Studying Public Perceptions of Climate Change Risks

Bryson Mineart
Monday, April 5, 2021

This profile is a part of our consortium profile series, highlighting the people that make up the SW CASC—what inspires them, makes them passionate about their research, and gives them hope for the future. For this profile, Bryson Mineart (SW CASC communications student assistant and undergraduate student in the University of Arizona Computer Science program) interviewed SW CASC co-principal investigator Tamara Wall, Deputy Director of the Western Regional Climate Center and Associate Research Professor for DRI.

For much of her life, Tamara Wall has found herself working and communicating with a large variety of individuals. It makes sense, then, that Tamara found herself drawn into a world of understanding how the public may interpret science and possible risk regarding climate. As a social scientist, Tamara has put much of her interest in asking the large questions about climate change and how this information is interpreted.

Tamara Wall had a very irregular journey into the world of climate science that defines her sense of individuality and hard work. Tamara’s inspirations began in the 1990s as she was transitioning through several different outdoor jobs. Her journey took her down a path as a wilderness ranger, a fire lookout, and a tour guide leading tourist through the wilderness on horseback. Tamara’s love for horses and the wilderness led her to go back to school with a concentration on forestry and wildfire. Again, with an interest on what perceptions the public has on mitigating possible risk. This resulted in her post-doc at DRI where she was hired as a social scientist to concentrate  on public use of science and the communication of climate attribution and uncertainty.

Throughout her career, Tamara has worked with every level of resource manager, from city managers to federal managers, and she has also worked closely with tribal communities. Many of the resource managers that Tamara has worked with focus on wildfire and forestry management in general.

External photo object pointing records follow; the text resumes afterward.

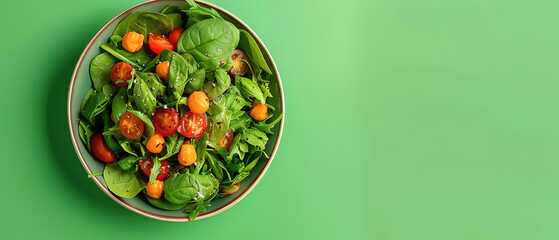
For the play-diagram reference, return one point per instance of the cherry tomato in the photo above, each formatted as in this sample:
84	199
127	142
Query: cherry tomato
155	190
198	102
259	111
233	189
147	164
162	71
227	140
158	42
131	126
192	125
187	155
165	121
100	149
120	73
132	41
155	143
175	35
240	63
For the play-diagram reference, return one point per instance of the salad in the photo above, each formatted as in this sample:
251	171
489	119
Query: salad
178	108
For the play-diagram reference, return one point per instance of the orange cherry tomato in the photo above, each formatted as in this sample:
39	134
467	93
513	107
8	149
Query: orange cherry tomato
100	149
131	126
133	41
162	71
198	102
158	42
155	143
120	73
155	190
259	111
233	189
175	35
227	140
187	155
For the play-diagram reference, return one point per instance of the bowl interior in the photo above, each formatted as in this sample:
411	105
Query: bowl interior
81	83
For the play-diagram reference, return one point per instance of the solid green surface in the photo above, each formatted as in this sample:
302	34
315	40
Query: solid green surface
404	120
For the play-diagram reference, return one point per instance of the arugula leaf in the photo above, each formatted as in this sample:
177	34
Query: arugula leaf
148	127
267	127
122	183
249	89
95	105
100	70
255	137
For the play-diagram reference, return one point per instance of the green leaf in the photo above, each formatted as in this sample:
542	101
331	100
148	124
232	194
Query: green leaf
100	70
209	41
221	84
267	127
255	137
164	204
182	188
144	23
250	47
249	88
148	127
122	183
95	105
155	170
127	162
86	131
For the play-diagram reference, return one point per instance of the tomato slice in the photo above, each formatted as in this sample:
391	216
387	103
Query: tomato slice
192	125
165	121
147	164
158	42
131	126
100	149
175	35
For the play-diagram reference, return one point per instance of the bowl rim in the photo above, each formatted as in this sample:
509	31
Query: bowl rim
144	212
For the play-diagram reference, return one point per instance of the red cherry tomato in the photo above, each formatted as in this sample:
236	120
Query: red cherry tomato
192	125
147	164
175	35
158	42
165	121
131	126
100	149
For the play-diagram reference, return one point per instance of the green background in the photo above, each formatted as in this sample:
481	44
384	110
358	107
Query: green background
404	120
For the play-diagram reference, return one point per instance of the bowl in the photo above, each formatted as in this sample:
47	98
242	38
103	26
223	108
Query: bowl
81	83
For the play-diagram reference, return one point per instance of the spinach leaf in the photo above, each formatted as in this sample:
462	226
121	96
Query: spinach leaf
212	160
100	70
143	96
127	162
209	41
249	89
148	126
196	81
95	105
197	13
181	188
119	104
144	23
122	183
86	131
173	145
214	90
178	76
255	137
176	18
155	170
267	127
138	59
164	204
250	47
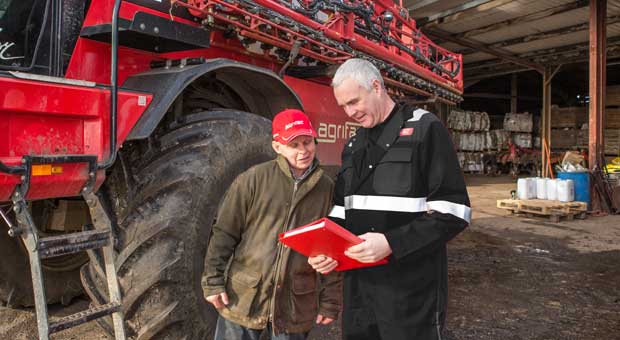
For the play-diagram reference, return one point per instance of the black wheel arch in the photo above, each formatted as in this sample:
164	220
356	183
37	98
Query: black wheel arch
262	91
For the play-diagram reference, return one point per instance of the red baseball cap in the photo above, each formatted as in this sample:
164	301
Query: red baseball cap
289	124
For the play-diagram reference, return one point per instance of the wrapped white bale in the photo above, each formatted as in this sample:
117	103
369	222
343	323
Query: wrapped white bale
541	188
566	190
518	122
526	188
469	141
523	140
470	161
461	120
498	139
552	189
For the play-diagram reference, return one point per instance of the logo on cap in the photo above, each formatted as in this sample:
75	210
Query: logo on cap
289	124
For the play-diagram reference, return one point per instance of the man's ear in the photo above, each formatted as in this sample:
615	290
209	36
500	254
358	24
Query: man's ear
276	146
376	86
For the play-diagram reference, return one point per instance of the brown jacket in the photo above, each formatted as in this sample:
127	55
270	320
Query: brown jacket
264	280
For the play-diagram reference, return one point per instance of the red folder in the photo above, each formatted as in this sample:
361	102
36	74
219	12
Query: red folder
324	237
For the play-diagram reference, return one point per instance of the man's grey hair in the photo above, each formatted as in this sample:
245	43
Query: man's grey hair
360	70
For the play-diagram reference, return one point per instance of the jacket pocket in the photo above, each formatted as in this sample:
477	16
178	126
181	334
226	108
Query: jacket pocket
242	288
392	174
304	297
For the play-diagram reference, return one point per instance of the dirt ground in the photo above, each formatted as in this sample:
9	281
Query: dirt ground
510	278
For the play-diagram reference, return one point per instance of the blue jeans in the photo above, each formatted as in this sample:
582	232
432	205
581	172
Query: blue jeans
227	330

When asked why she loves the career that she has chosen, Tamara talked of the importance of her work. For example, Tamara spoke on the time scale that has been placed on climate change impacts her concern that many of these impacts may occur at a much more rapid rate than predicted. Tamara believes it is crucial that we start getting a handle on our mitigation efforts and ensure that our adaptation efforts are robust and successful.

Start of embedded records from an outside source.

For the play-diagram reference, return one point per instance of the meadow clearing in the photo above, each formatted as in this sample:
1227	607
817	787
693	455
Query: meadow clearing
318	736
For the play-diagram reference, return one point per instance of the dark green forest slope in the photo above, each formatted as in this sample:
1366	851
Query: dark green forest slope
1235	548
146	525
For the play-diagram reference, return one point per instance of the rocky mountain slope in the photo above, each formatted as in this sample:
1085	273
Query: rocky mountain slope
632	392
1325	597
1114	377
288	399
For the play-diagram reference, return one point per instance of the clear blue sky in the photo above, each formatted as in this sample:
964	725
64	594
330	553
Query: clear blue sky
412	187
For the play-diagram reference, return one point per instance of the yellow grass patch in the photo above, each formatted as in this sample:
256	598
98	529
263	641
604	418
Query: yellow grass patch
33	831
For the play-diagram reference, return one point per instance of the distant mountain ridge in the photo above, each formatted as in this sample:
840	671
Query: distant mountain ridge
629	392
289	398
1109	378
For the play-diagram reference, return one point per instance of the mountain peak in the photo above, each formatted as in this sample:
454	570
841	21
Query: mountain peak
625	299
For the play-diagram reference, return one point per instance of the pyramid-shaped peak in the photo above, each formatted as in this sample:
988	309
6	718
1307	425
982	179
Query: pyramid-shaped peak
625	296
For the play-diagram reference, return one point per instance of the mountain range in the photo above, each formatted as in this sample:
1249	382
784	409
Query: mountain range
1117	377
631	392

When discussing emerging needs, Tamara placed a lot of attention on communication between networks, institutions, and stakeholders, all informal and formal. There is a large need for science translation on all levels. As Tamara mentioned, there is an abundance of information, but it takes teams of scientist to translate, utilize, and expedite the information to various management groups and stakeholders. She went on to say that we need to find a way to lower the “cost” of network communication and for stakeholders to be able to openly communicate between these networks. The question is how we work towards a world of fluid information exchange between all these different networks. Tamara believes this can be achieved through integrated, high-functioning interdisciplinary teams. She thinks much of this needs to begin on an undergraduate level where academic institutions focus on true interdisciplinary work. Undoubtedly, communication and relationship growth are crucial for continued work towards climate adaptation.